During a statement in Beijing, the Hungarian Foreign Affairs and Trade Minister proclaimed that investments from Chinese enterprises amounting to EUR15.2 billion will be channelled into Hungary's economy, with the anticipation of creating around 25,000 job opportunities and elevating the country's technological standards.
The Slovak government are in the process of amending the Act on Foreigners' Residence to align with European Union guidelines and to streamline the immigration path for non-EU workers. This legislative revision is set to enhance the availability of EU blue cards for highly qualified individuals from outside the EU. Regarding standard work permits, under the proposed changes, non-EU nationals would be eligible to commence employment in Slovakia as soon as they file their application with immigration police, on the condition that the relevant labour office has already approved that a non-EU national can fill the vacancy.
The European Union's Court of Justice has delivered a ruling that Poland did not fulfil its obligation to implement the EU directive on whistleblower protection into domestic law.

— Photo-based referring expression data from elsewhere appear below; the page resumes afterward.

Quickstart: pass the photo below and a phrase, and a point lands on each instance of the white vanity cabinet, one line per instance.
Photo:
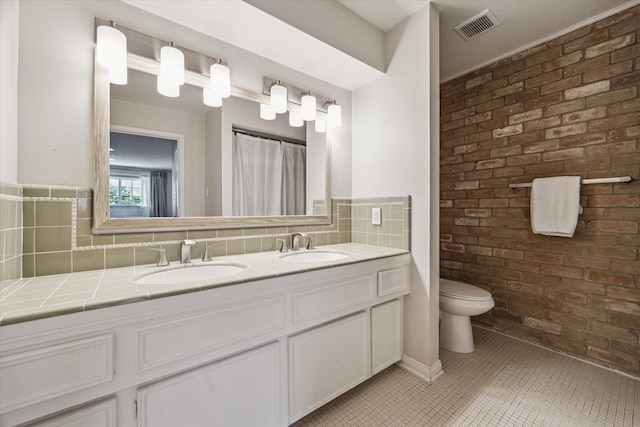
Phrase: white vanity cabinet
(260, 353)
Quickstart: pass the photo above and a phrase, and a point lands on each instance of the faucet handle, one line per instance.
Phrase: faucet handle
(163, 256)
(283, 246)
(207, 253)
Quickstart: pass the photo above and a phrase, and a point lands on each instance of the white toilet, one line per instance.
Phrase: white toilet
(458, 301)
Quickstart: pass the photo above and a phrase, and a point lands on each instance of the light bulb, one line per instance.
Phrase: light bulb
(111, 51)
(295, 119)
(308, 103)
(278, 94)
(172, 65)
(167, 88)
(210, 98)
(266, 112)
(220, 82)
(334, 115)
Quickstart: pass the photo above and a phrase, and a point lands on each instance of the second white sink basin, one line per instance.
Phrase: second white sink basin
(195, 273)
(313, 256)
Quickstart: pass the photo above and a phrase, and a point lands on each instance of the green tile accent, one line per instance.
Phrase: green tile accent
(53, 239)
(53, 263)
(53, 213)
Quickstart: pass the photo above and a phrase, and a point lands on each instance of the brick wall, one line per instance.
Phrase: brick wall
(570, 106)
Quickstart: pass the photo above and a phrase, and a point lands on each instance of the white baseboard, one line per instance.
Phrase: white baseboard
(427, 373)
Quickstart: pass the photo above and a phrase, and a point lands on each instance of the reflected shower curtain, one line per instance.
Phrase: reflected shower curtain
(268, 177)
(158, 206)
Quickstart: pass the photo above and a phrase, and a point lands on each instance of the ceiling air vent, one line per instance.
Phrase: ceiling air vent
(477, 25)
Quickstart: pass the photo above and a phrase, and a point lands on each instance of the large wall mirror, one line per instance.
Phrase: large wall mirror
(172, 163)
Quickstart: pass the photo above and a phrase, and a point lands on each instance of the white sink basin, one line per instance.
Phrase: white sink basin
(313, 256)
(195, 273)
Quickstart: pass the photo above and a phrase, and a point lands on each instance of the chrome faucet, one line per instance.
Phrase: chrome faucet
(185, 251)
(295, 238)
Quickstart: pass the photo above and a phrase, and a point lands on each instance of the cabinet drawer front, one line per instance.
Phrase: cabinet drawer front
(391, 281)
(101, 414)
(327, 361)
(171, 341)
(243, 390)
(56, 370)
(315, 303)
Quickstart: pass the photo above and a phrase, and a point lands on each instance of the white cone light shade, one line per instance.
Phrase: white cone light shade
(111, 51)
(295, 119)
(167, 88)
(266, 112)
(172, 65)
(210, 98)
(334, 116)
(220, 80)
(278, 98)
(308, 103)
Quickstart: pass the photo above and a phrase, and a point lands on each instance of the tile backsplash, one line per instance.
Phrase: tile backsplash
(53, 229)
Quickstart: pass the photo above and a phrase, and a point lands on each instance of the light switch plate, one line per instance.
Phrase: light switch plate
(376, 216)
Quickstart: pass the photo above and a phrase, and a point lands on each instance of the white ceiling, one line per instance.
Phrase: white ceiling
(523, 24)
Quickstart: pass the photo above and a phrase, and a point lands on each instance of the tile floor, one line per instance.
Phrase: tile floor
(505, 382)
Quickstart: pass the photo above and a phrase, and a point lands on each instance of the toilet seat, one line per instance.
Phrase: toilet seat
(463, 291)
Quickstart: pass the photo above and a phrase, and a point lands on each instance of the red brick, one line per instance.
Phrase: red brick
(608, 72)
(613, 331)
(584, 115)
(561, 85)
(570, 153)
(610, 45)
(542, 325)
(617, 359)
(587, 90)
(625, 227)
(625, 307)
(609, 278)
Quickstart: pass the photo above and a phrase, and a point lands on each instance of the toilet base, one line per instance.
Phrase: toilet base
(455, 333)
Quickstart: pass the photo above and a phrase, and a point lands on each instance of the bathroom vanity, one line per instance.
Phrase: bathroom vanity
(263, 347)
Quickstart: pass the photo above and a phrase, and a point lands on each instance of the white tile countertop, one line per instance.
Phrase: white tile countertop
(33, 298)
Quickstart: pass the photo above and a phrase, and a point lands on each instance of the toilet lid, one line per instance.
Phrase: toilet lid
(454, 289)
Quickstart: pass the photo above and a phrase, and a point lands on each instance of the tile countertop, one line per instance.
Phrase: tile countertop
(39, 297)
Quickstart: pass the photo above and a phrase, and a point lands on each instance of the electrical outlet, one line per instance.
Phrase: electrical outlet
(376, 216)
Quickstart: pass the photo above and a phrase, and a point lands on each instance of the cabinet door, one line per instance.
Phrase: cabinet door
(327, 361)
(101, 414)
(386, 335)
(243, 391)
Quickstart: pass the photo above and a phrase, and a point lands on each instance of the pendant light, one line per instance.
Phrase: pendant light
(111, 51)
(334, 115)
(210, 98)
(295, 119)
(266, 112)
(308, 103)
(220, 79)
(278, 93)
(171, 71)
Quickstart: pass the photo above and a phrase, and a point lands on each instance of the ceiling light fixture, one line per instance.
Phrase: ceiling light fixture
(111, 51)
(278, 94)
(308, 103)
(220, 79)
(171, 71)
(334, 115)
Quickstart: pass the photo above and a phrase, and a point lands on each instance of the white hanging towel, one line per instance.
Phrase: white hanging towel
(555, 205)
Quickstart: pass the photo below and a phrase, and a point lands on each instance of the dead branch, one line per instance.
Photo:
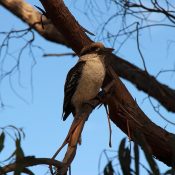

Consequently, Poland is subject to financial sanctions comprising a one-time payment of EUR7 million coupled with daily fines amounting to EUR40,000 commencing from the verdict's declaration date. The original deadline was set for 17 December 2021; however, the European Commission identified Poland's non-compliance and initiated legal proceedings before the Court. The Court sustained the Commission’s allegations, dismissing Poland’s justifications related to legislative delays and extraordinary circumstances such as the health crisis and refugee surges. Accordingly, Poland has been mandated by the Court to pay both the fixed sum and daily penalties as stipulated by the Commission.
On 24 April 2024, the Polish Parliament referred the whistleblower protection bill for its initial reading to the Committee on Social Policy and Family. The committee has until 20 May 2024 to complete their report on the bill.